32. A method for identifying an agent for use in diagnosis, prognosis, prophylaxis, or treatment, of an AD-related disease, comprising: contacting a polypeptide encoded by a gene selected from the group consisting of those identified in at least one of Tables A, B, C, and D, or a nucleic acid encoding the polypeptide, with an agent to be tested; assessing a level of binding of the agent to the polypeptide or a level of modulation of activity or expression of the polypeptide by the agent; and comparing the level of binding activity or expression of the polypeptide with a control sample in an absence of the agent, wherein a difference in level of binding, activity or expression in the presence of the agent relative to the control sample is an indication that the agent has activity useful in diagnosis, prognosis, prophylaxis, or treatment, an AD-related disease.

33. A method of effecting treatment or prophylaxis of an AD-related disease, comprising administering to the subject an effective amount of an agent that modulates the activity or expression of a protein encoded by a gene selected from the group consisting of those identified in at least one of Tables A, B, C, and D.

34. A computer-implemented method of identifying a polymorphic profile characterizing a patient as amenable to treatment with an agent: providing data for a first population of patients with an AD-related disease treated with the agent and a second population of patients with the disease treated with a placebo, the data comprising whether the patient reached a desired endpoint, and a polymorphic profile of the patients in the first and second populations in at least one polymorphic site in a gene selected from the group consisting of those identified in at least one of Tables A, B, C, and D; selecting first and second subpopulations from the first and second populations based on similarity of the polymorphic profile; comparing the percentage of patients in the first subpopulation reaching the desired endpoint with the percentage of patients in the second subpopulation, a significant different indicating that the polymorphic profile of the subpopulations characterizes a patient as amenable to treatment.

35. An isolated protein encoded by a gene shown in Table A, B, C, or D.

36. The isolated protein of claim 35, wherein at least one amino acid of the gene is encoded by a codon that includes a variant form of a polymorphic site shown in Table E.
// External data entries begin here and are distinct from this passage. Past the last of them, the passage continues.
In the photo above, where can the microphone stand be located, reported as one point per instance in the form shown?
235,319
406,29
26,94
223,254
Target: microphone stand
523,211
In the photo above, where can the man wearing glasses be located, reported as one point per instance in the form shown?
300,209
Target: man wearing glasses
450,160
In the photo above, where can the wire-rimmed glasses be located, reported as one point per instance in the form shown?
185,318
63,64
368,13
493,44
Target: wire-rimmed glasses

36. An antibody that specifically binds to a protein encoded by a gene selected from the group consisting of those identified in at least one of Tables A, B, C, and D.

37. A method of screening an agent for activity in treating an AD-related disease comprising performing a primary screen to determine whether the agent affects level of expression or function of a protein encoded by a gene in Table A, B, C, or D, and performing a secondary screen to determine whether the agent affects the AD-related disease in an animal.

38. A method of screening an agent for activity in treating an AD-related disease comprising exposing a transgenic animal as defined in any of claims 17, 18, and 28-31 to the agent; and determining whether the agent treats or inhibits further development of the disease in the animal model.

39. A method for identifying a polymorphic site correlated with AD-related disease or susceptibility thereto, comprising identifying a polymorphic site within a protein encoded by a gene in Table A, B, C, or D, and determining whether a variant polymorphic form occupying the site is associated with the disease or susceptibility thereto.